Membaca Enskolpedi Kesedihan karya Beno Siang Pamungkas membuatku mabuk. Maksudku, mabuk ke dalam suatu zaman yang nyaris kulupakan; zaman kebodohan, begitu aku menamakannya.
Di zaman itulah kami, anak-anak Kalimantan, menyukai pepohonan yang dieksekusi kemudian diikat rapi ribuan kubik jumlahnya untuk dikirim ke Jawa, Singapur, dan China.
Pada puisi EKSEKUSI POHON-POHON halaman 32, terang sudah bahwa kata “Eksekusi” – tanpa Beno sadari – itu menjadi pertunjukan yang asyik dan gratis! Sepanjang hari kami dihibur perahu-perahu besar, di mana di haluannya kami bisa melompat menirukan tokoh-tokoh goblok dari Barat!
Setahun sebelum aku lahir, dalam puisi itu, Beno menulis:
pohon terakhir
telah dimakamkan
di delapan mata angin
“pohon terakhir” pada tahun 1993! Artinya, setahun sebelum aku dilahirkan dan mengetahui bahwa ada siang, ada malam, ada matahari, ada bulan, Beno telah memperingatkan kepada orang-orang sebelum aku bahwa kekerasan kekuasaan dan kejahatan hukum yang dilakukan mafia kayu waktu itu akan memberikan pertanda bahwa:
ada suara yang menggemuruh
marabahaya
yang mengucur
dari luka!
Itu semacam kenyataan yang menggumul di dada dan tidak meledak. Menjadi duka berkepanjangan. Menjadi peringatan kematian dini. Menjadi nafas panjang penindasan. Menjadi khasanah kelaknatan segelintir manusia.

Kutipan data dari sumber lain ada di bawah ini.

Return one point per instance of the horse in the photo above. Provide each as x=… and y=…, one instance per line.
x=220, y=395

Bagiku, itu kesenangan selain hari Minggu tetangga akan menyalakan diesel dan menyetel televisi. Kami di sana, tidak terluka, tetapi berkhayal menjadi Power Rangers yang kuat dan berani menghadapi para monster baja; itulah kilang minyak yang menjadi minyak goreng, sabun, shampoo, dan kosmetik untuk kita!
Tidak ada:
ini berita
dari padang
yang luka
Kami senang, karena banyak orang akan memiliki diesel dan televisi. Tidak ada luka untuk ini, Beno. Kami akan menjadi Power Rangers!
Tidak ada:
tanah bengkah
bumi belah
hutan menjelma belantara luka
Orang-orang mencintai Soeharto dan doktrinnya. Bagi mereka, Soeharto adalah pesugihan yang masyhur. Soeharto pula yang telah menciptakan banyak orang-orang kaya yang menjadi mafia. Jadi, mengapa Ensiklopedi Kesedihan ini membuat aku mabuk?! Tidak lain, bahwa kekuatan kata-kata di dalamnya melahirkan kesedihan, kesadaran, dan semangat pembebasan yang kalah!
Beno kalah. Kami kalah banyak: “tak ada lagi sisa”! Dan, kami menjadi “tarzan manusia” yang diburu tangan baja dan tertangkap, kemudian “terpenjara pendingin ruangan” mencerdaskan kehidupan bangsa “dan kotak-kotak kaca” dunia abad 21 yang membuat kami menjadi bagian dari Kalimantan, Pulau yang Pernah Ada di Bumi dan kepalamu!
*ini terpaksa kuhentikan, kabar bahwa Mamakku sakit, datang!